Diagnosing arthritis with a colour scan
An easily used screening tool shines new light on how to detect arthritic inflammations.
By: Arnfinn Christensen
White light shines through fingers and fine nuances of colour are sensed by a hyperspectral camera. A computer analysis of how the light changed as it passed through the hand enables medical professionals to make a quick and early diagnosis of arthritic inflammation. (Photo: Lise Randeberg)
Arthritis is a swelling of the joints that causes stiffness and pain. As time passes the inflammation of stricken joints can be crippling.
Arthritis often starts in the hands and feet. These appendages can be diagnosed by a new tool which detects arthritis by shining light through the skin, blood vessels, muscle, tendons and joints.
Fine nuances of colour
“Fingers and toes are thin enough to shine light through,” says Lise Randeberg. She is a professor in biomedical optics and photonics at the Norwegian University of Science and Technology NTNU.
You may have tried it with a strong flashlight. When white light passes through a hand we can see red light emerging from the other side. Randeberg and her colleagues have put this to good use in the method they are developing. Small nuances of colour and other changes in the light can reveal the presence of arthritis.
This gives an easy and immediate diagnosis. More people can be examined and new cases can be detected early, before the disease cripples joints for good.
A subject’s hands are scanned by a hyperspectral camera developed by the firm Norsk Elektro Optikk. It builds up an image line by line, like a table scanner, and can discern among many more nuances of colour than do normal scanners or cameras.
Seeing different kinds of arthritis
“We have done preliminary tests in cooperation with rheumatologists at St. Olav Hospital in Trondheim,” says Randeberg.
“We transilluminated the hands of 15 patients with arthritis and 20 healthy persons. We found that the scannings might also be able to differentiate between different types of arthritis. They results we got were unexpectedly good,” she says.
Although the images show clear differences, these have to be interpreted to give accurate diagnoses. Randeberg and her colleagues are now developing computer models which can do just that. But it’s a challenging task.
Into the depths
“When light passes through a hand we are especially interested in indications from the blood. Inflammations create changes in blood circulation and this is something we can quantify,” explains Randeberg.

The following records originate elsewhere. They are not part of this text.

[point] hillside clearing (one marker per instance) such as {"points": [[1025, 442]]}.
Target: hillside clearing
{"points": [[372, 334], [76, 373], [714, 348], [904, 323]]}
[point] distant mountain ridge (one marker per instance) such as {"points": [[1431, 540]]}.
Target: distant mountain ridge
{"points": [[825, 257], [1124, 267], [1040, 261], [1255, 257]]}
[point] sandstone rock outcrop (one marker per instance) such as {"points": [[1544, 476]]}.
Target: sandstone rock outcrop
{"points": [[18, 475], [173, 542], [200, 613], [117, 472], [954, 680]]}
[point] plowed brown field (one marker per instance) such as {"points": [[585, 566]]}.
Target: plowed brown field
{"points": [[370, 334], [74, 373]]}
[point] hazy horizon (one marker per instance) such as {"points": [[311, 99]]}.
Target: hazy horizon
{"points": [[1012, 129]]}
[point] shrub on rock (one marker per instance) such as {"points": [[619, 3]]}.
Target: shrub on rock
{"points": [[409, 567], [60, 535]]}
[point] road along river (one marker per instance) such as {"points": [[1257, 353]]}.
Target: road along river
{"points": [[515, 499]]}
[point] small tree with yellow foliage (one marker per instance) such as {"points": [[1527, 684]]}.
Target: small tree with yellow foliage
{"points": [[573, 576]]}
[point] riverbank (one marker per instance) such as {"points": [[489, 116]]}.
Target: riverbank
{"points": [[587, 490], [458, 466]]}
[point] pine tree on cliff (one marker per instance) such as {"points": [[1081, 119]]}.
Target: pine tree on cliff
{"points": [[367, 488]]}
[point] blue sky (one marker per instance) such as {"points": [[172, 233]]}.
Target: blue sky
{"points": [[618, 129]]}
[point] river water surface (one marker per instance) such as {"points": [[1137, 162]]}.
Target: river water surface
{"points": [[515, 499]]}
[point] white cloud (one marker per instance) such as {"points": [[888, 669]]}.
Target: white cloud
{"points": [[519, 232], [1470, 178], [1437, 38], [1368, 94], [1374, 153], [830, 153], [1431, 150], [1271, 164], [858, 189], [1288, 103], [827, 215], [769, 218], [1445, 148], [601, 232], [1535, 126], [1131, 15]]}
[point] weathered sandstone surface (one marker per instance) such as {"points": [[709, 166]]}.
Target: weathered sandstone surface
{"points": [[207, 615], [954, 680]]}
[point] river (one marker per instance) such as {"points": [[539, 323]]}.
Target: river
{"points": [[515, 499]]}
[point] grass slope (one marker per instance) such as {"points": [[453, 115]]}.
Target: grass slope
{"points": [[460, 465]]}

But measurements of blood circulation alone do not indicate different types of inflammations. These can have other causes than arthritis. They can be due to a physical injury or an infection. To determine the signs of arthritis, medical personnel need to get a picture of exactly where the blood is and how much oxygen it contains.

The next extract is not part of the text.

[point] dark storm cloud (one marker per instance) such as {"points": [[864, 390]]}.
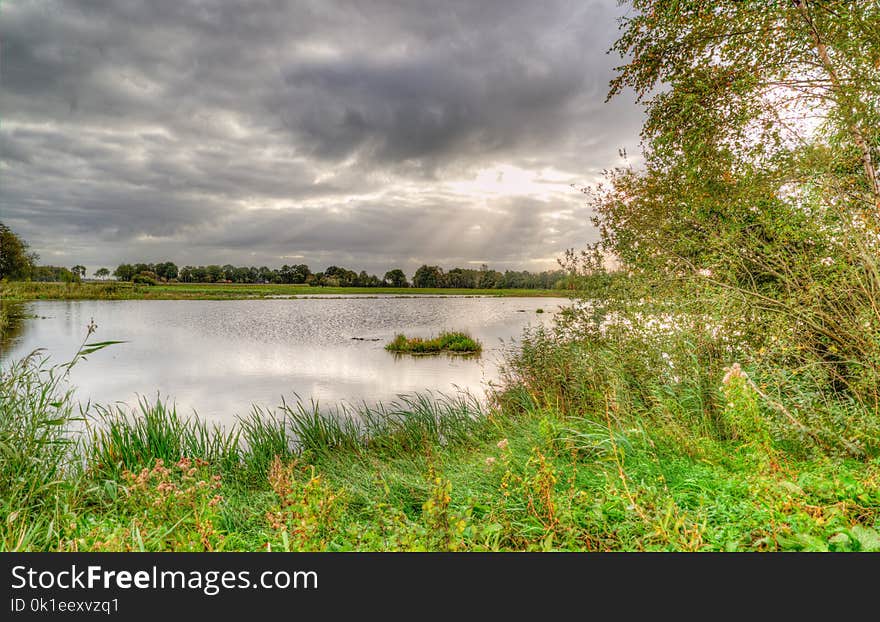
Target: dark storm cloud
{"points": [[332, 132]]}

The hyperspectral camera takes a picture that provides lots of detailed nuances of colour. But this isn’t sufficient on its own for arriving at accurate diagnoses. The medical scientists need to see what is happening from top to bottom through the hand or foot. They need to see in depth, in three dimensions. How do they do it?
Plenty of computing power
“We make models of how the light moves through blood, muscles, ligaments and joints. When such models are linked to the images from the hyperspectral transilluminations, the scientists can interpret information from the depths as well. But this requires a lot of computing power.”
“We are making every effort to get a completed computer analysis within a minute after the transillumination. It doesn’t help if the transillumination is quick and easy if the patient still has to wait weeks for a result. If such a delay were okay, other methods would work about as well,” says Randeberg.
Dilemma in blue and green
Another challenge is that light through the hand is subdued greatly by blood and skin pigments. This makes the nuances of colour harder to catch with the hyperspectral camera.
Blue and green light is reduced the most, especially among people with dark skin. This is also the colour range where the interesting signals from blood is the strongest and light is the weakest. This is a dilemma. For the method to work universally it needs to function with all our human skin colours.
Lise Randeberg. (Photo: Rolf Tore Randeberg)
This means that researchers need to compromise on the colours they utilise in the analysis. The further into the red range of the spectrum, and further into higher energies and what for our eyes is invisible light – infrared – the more light makes it through the hand. This in turn weakens the nuances of colour that can be detected from blood.
The solution is a new hyperspectral camera in which the colour spectrum is shifted somewhat from visible light toward infrared. This camera has been developed specially for medical research by Norsk Elektro Optikk.
“We are now going to test this camera at a clinic in Germany. The project involves collaboration with, among others, the German Fraunhofer Institute, Norsk Elektro Optikk and NTNU, and is financed by the EU,” says Randeberg.
Nearly ten years have passed since the first time Randeberg placed her hand beneath a hyperspectral camera from Norsk Elektro Optikk.
“Until then we had worked at seeing the colour from light at one spot. It was really a new world for us to chart the nuances of colour in a hyperspectral analysis. We were also among the first to use hyperspectral analyses in medical research.”
“Much has changed since then. We started in the blue, and now we see in red – and infrared. This is really brilliant,” says Randeberg.